Re: race condition in pg_class

From: Noah Misch <noah(at)leadboat(dot)com>
To: Tom Lane <tgl(at)sss(dot)pgh(dot)pa(dot)us>
Cc: Smolkin Grigory <smallkeen(at)gmail(dot)com>, pgsql-hackers(at)postgresql(dot)org
Subject: Re: race condition in pg_class
Date: 2024-05-12 23:29:23
Message-ID: 20240512232923.aa.nmisch@google.com
Views: Raw Message | Whole Thread | Download mbox | Resend email
Thread:
Lists: pgsql-hackers

I'm attaching patches implementing the LockTuple() design. It turns out we
don't just lose inplace updates. We also overwrite unrelated tuples,
reproduced at inplace.spec.
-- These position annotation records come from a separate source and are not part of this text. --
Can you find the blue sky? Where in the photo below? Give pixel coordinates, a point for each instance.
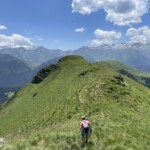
(70, 24)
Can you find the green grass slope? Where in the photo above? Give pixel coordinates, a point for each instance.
(46, 116)
(134, 74)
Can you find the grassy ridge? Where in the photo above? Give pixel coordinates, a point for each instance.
(47, 115)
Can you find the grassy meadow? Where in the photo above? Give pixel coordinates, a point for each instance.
(46, 116)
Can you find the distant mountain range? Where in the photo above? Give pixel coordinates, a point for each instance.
(19, 65)
(14, 73)
(136, 55)
(44, 115)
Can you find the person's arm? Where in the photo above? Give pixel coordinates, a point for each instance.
(81, 126)
(90, 126)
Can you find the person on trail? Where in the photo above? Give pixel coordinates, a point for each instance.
(85, 129)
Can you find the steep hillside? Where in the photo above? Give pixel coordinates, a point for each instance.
(13, 72)
(46, 115)
(134, 74)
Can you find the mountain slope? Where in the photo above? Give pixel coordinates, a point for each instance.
(47, 115)
(13, 74)
(134, 74)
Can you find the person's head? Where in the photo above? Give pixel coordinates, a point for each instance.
(83, 117)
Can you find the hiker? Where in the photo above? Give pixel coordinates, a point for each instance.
(85, 129)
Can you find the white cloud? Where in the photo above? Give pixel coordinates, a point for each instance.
(141, 34)
(3, 27)
(80, 30)
(39, 38)
(105, 37)
(120, 12)
(14, 40)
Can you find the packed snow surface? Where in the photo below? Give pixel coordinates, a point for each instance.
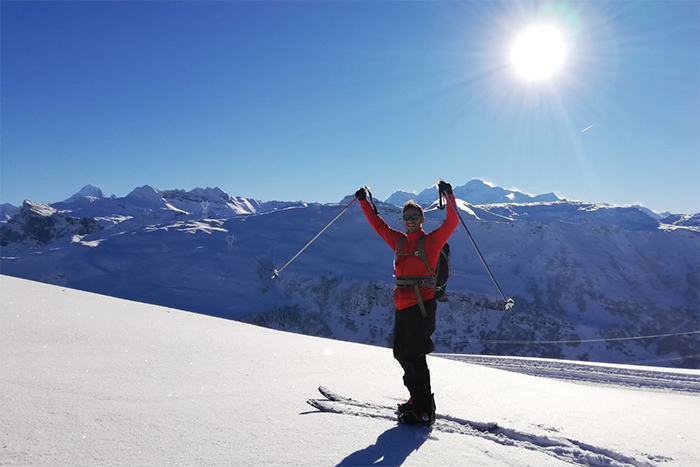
(90, 380)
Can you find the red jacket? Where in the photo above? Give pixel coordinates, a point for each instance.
(413, 265)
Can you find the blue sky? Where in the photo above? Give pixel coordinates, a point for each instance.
(310, 100)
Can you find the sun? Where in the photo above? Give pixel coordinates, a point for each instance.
(538, 53)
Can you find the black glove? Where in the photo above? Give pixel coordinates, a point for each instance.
(444, 187)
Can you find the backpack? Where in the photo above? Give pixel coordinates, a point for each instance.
(442, 271)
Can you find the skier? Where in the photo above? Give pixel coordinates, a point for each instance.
(414, 297)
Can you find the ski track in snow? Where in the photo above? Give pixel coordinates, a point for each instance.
(565, 449)
(625, 376)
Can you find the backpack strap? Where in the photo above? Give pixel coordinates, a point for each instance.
(416, 281)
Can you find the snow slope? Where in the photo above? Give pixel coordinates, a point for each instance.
(94, 380)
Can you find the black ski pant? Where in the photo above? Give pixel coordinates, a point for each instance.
(412, 342)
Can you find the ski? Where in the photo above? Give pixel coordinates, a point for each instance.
(337, 403)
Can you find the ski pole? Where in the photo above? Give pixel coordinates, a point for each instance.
(509, 302)
(277, 272)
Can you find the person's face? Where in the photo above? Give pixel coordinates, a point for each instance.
(414, 221)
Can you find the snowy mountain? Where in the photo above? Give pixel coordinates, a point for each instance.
(591, 282)
(93, 380)
(38, 225)
(474, 192)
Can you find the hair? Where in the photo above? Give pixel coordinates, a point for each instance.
(414, 205)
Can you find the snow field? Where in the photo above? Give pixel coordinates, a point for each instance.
(93, 380)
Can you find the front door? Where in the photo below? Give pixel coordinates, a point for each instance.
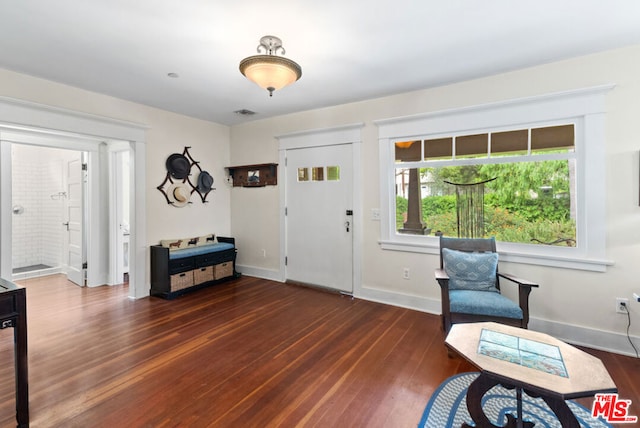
(319, 220)
(74, 222)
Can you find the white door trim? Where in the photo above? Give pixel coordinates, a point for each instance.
(25, 116)
(347, 134)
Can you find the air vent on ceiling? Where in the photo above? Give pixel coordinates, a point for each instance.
(245, 112)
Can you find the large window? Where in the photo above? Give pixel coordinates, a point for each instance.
(517, 185)
(529, 172)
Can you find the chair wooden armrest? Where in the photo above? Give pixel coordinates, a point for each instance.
(517, 280)
(441, 274)
(524, 288)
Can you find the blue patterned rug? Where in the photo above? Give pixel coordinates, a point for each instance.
(447, 407)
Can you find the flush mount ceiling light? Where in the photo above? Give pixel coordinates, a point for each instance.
(268, 70)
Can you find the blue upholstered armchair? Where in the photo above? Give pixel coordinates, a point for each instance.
(470, 285)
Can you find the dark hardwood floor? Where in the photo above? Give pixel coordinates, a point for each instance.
(246, 353)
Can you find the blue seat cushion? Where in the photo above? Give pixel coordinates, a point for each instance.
(470, 271)
(201, 249)
(483, 303)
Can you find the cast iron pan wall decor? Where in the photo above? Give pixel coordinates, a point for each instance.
(178, 186)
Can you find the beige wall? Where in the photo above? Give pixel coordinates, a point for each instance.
(167, 133)
(576, 305)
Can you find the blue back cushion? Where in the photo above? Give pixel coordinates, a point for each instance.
(470, 271)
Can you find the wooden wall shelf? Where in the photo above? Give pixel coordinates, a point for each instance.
(259, 175)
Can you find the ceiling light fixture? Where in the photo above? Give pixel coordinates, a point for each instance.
(268, 70)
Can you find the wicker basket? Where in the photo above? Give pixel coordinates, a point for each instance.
(223, 270)
(201, 275)
(182, 280)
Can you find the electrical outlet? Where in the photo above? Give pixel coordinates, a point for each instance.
(622, 305)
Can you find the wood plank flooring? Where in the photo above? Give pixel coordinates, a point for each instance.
(246, 353)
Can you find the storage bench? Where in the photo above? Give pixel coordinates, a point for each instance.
(176, 272)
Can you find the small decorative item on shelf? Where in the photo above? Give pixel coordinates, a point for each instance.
(178, 186)
(260, 175)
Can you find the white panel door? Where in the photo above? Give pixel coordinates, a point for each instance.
(319, 223)
(75, 217)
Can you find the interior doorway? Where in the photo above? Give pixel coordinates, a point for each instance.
(47, 212)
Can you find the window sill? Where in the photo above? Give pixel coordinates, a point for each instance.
(548, 260)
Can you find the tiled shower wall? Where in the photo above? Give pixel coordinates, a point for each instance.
(38, 186)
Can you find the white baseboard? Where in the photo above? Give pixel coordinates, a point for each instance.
(583, 336)
(273, 275)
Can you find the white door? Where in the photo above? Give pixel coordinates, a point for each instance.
(121, 202)
(74, 222)
(319, 220)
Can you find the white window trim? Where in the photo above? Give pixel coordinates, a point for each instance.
(584, 107)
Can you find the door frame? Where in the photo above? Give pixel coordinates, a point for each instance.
(99, 132)
(347, 134)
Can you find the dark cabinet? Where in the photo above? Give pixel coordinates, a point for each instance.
(176, 272)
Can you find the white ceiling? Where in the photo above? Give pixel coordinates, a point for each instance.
(349, 50)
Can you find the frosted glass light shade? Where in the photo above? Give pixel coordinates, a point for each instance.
(270, 72)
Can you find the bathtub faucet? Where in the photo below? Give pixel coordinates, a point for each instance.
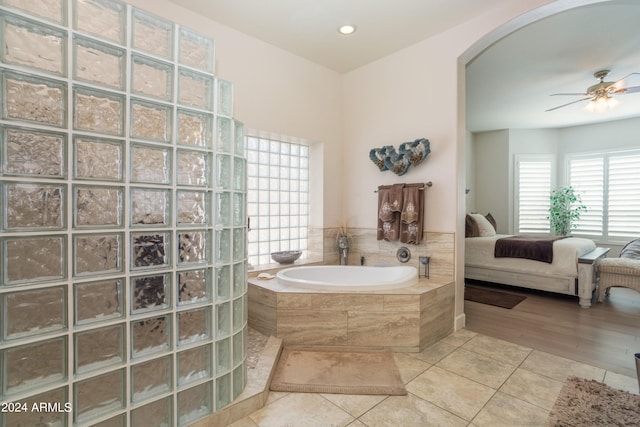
(343, 249)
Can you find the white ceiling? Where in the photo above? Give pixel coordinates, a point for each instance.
(508, 85)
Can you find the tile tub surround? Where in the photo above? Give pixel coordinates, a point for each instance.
(404, 320)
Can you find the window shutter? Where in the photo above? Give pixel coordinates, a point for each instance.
(534, 187)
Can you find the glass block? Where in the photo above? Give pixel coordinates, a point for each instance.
(239, 174)
(150, 206)
(193, 207)
(34, 100)
(150, 250)
(223, 391)
(97, 254)
(223, 171)
(31, 259)
(193, 247)
(99, 348)
(239, 138)
(194, 128)
(223, 283)
(195, 50)
(239, 279)
(223, 209)
(151, 378)
(97, 206)
(194, 403)
(98, 301)
(223, 246)
(239, 217)
(101, 18)
(53, 10)
(150, 335)
(35, 206)
(195, 89)
(33, 45)
(98, 63)
(239, 252)
(194, 325)
(33, 153)
(158, 413)
(151, 78)
(238, 316)
(223, 355)
(117, 421)
(193, 168)
(34, 312)
(99, 159)
(238, 348)
(224, 142)
(151, 121)
(34, 365)
(150, 293)
(239, 380)
(99, 395)
(98, 112)
(152, 34)
(225, 97)
(194, 286)
(150, 164)
(58, 396)
(223, 319)
(194, 365)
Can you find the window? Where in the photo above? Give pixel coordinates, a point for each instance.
(533, 187)
(609, 185)
(278, 197)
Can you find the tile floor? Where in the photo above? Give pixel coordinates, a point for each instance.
(466, 379)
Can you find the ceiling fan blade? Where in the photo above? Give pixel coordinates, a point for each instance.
(626, 82)
(569, 94)
(567, 104)
(625, 90)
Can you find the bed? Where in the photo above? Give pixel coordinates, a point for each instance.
(564, 275)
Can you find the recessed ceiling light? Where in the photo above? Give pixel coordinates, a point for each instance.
(347, 29)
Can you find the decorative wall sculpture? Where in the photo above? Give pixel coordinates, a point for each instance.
(409, 154)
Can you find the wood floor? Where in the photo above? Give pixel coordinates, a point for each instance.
(606, 335)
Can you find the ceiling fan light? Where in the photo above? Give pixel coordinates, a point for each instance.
(601, 104)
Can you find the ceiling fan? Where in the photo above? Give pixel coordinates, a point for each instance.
(600, 94)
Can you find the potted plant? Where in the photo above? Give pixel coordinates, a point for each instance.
(566, 208)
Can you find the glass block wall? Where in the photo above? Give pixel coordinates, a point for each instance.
(122, 219)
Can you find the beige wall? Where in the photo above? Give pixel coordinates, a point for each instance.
(416, 92)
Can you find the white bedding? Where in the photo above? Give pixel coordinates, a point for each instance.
(479, 253)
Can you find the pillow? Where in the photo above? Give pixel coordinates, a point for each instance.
(631, 250)
(484, 226)
(471, 227)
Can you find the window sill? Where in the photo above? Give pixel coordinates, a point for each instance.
(275, 267)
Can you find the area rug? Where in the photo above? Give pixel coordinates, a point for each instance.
(591, 403)
(342, 371)
(488, 296)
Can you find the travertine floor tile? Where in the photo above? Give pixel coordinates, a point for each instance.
(409, 366)
(354, 404)
(533, 388)
(507, 411)
(449, 391)
(477, 367)
(410, 411)
(560, 368)
(436, 352)
(301, 410)
(497, 349)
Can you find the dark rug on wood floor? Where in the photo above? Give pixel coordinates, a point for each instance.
(488, 296)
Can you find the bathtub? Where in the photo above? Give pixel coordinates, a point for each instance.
(349, 277)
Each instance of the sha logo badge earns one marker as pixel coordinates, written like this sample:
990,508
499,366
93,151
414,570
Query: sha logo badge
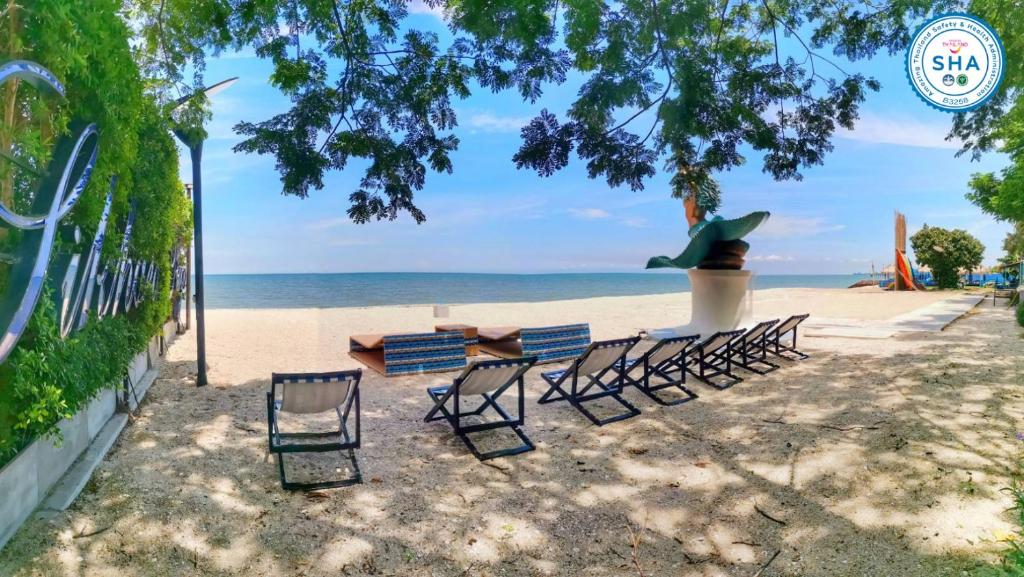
955,63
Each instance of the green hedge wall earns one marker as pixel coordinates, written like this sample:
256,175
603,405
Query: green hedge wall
86,46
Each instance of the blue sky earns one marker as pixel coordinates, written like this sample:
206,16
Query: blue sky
491,217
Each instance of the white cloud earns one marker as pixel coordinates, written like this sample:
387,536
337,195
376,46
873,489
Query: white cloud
326,223
770,258
781,227
589,213
900,130
352,242
421,7
489,122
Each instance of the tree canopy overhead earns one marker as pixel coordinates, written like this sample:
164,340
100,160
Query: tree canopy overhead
680,86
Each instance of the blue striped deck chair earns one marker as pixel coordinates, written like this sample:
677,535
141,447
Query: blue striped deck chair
487,380
656,370
751,351
424,353
551,344
595,374
306,394
713,359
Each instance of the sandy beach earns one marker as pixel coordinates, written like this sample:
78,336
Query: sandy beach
872,457
246,344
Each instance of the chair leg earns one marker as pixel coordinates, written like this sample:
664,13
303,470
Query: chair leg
650,390
507,421
711,366
607,390
354,479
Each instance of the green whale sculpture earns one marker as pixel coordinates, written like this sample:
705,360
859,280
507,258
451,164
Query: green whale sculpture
714,244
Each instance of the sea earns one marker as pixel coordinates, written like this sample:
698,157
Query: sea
376,289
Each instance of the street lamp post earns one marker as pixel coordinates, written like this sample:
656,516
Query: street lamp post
193,138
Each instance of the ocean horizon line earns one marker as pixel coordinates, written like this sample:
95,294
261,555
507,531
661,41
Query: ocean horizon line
342,290
652,272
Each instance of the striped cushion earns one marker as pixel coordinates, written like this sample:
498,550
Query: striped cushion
555,343
424,353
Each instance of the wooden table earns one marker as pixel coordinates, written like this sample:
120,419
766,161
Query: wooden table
468,331
501,341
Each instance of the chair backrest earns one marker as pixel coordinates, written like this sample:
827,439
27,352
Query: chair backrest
603,354
669,347
314,393
555,343
484,376
759,330
790,324
718,340
424,353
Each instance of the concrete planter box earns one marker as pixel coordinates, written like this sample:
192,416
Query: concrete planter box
28,481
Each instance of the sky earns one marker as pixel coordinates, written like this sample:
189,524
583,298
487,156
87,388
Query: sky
489,217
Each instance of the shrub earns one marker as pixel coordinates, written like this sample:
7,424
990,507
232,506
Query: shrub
946,252
85,45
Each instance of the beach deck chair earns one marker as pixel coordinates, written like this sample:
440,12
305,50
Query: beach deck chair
488,380
773,340
398,355
751,349
549,344
713,359
590,371
659,366
306,394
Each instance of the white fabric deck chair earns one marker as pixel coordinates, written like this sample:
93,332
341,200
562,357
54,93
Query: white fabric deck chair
306,394
659,365
588,372
488,379
773,340
751,349
713,359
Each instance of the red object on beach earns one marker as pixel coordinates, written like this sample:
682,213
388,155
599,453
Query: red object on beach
903,270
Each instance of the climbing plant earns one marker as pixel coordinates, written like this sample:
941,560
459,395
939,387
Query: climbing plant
87,46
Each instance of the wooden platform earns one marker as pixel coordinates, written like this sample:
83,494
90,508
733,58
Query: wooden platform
500,341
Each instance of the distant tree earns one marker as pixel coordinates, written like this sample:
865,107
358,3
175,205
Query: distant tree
946,253
1013,244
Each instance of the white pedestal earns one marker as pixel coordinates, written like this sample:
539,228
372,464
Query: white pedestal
720,302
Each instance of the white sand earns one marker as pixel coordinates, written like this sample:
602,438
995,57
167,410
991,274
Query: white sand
871,458
246,344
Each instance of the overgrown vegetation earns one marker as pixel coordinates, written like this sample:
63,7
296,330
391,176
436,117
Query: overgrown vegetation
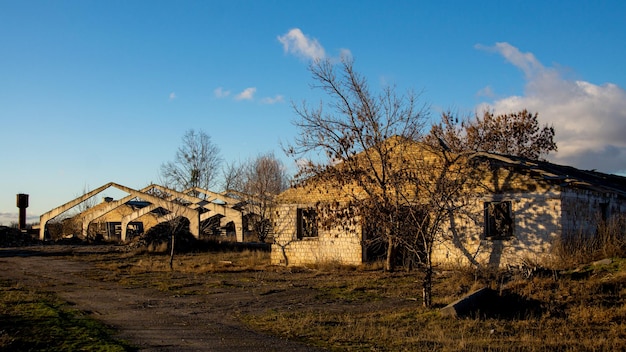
37,321
575,304
580,307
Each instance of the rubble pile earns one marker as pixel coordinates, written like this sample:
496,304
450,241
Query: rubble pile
13,237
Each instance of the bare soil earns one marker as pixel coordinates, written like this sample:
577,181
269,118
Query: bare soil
148,318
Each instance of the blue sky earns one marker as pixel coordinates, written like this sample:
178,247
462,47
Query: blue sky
99,91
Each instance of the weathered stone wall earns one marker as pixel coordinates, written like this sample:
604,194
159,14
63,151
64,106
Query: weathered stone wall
341,246
537,223
582,210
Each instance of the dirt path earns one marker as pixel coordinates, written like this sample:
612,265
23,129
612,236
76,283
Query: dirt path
149,319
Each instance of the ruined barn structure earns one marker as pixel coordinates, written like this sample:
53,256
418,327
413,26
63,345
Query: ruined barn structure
519,211
140,210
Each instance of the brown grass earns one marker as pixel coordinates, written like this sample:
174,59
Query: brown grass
363,308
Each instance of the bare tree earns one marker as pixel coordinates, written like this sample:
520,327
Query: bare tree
515,133
233,176
354,138
196,163
445,186
264,178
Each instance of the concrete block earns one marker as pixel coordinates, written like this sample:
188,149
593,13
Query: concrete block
469,303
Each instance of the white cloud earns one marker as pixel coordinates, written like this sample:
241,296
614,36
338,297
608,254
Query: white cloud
273,100
296,43
247,94
221,93
589,119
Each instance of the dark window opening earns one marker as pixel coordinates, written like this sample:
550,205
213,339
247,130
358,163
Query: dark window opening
307,223
604,211
498,220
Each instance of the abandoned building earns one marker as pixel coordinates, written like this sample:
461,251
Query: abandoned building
120,220
522,208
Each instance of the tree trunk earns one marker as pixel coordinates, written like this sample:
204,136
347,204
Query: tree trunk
427,287
389,263
172,253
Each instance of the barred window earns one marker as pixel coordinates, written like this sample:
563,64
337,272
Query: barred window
498,220
306,223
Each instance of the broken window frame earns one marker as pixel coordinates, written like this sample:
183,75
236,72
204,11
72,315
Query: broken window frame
499,220
306,223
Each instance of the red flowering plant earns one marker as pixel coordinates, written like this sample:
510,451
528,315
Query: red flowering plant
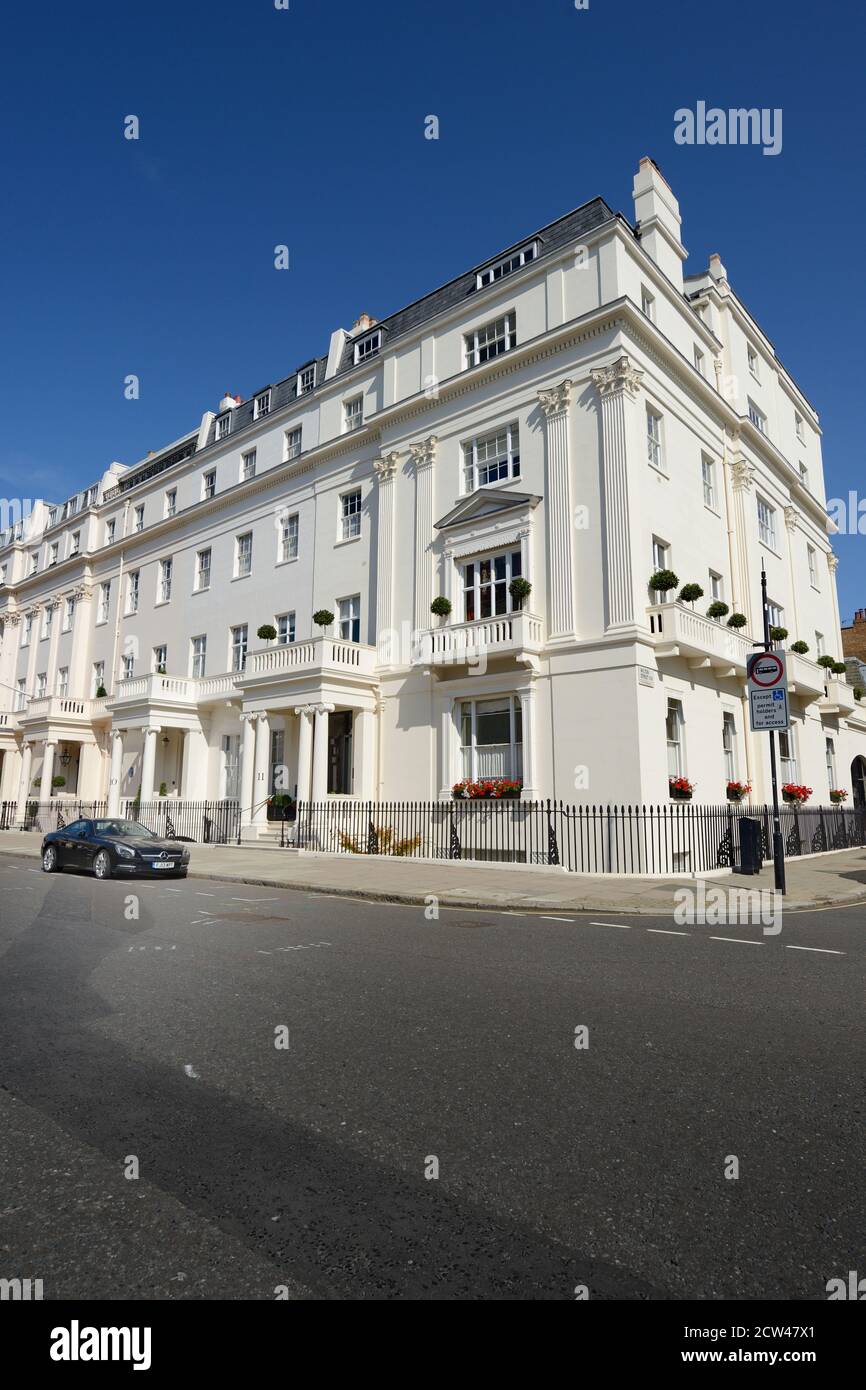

Good starting points are README.tuplock and the
heap_inplace_update_scan() header comment.

On Wed, Nov 01, 2023 at 08:09:15PM -0700, Noah Misch wrote:
> On Fri, Oct 27, 2023 at 04:26:12PM -0700, Noah Misch wrote:
> > On Fri, Oct 27, 2023 at 06:40:55PM -0400, Tom Lane wrote:
> > > We could perhaps make this work by using the existing tuple-lock
> > > infrastructure, rather than inventing new locktags (a choice that
> > > spills to a lot of places including clients that examine pg_locks).

> > > I'd also like to find a solution that fixes the case of a conflicting
> > > manual UPDATE (although certainly that's a stretch goal we may not be
> > > able to reach).

I implemented that; search for ri_needLockTagTuple.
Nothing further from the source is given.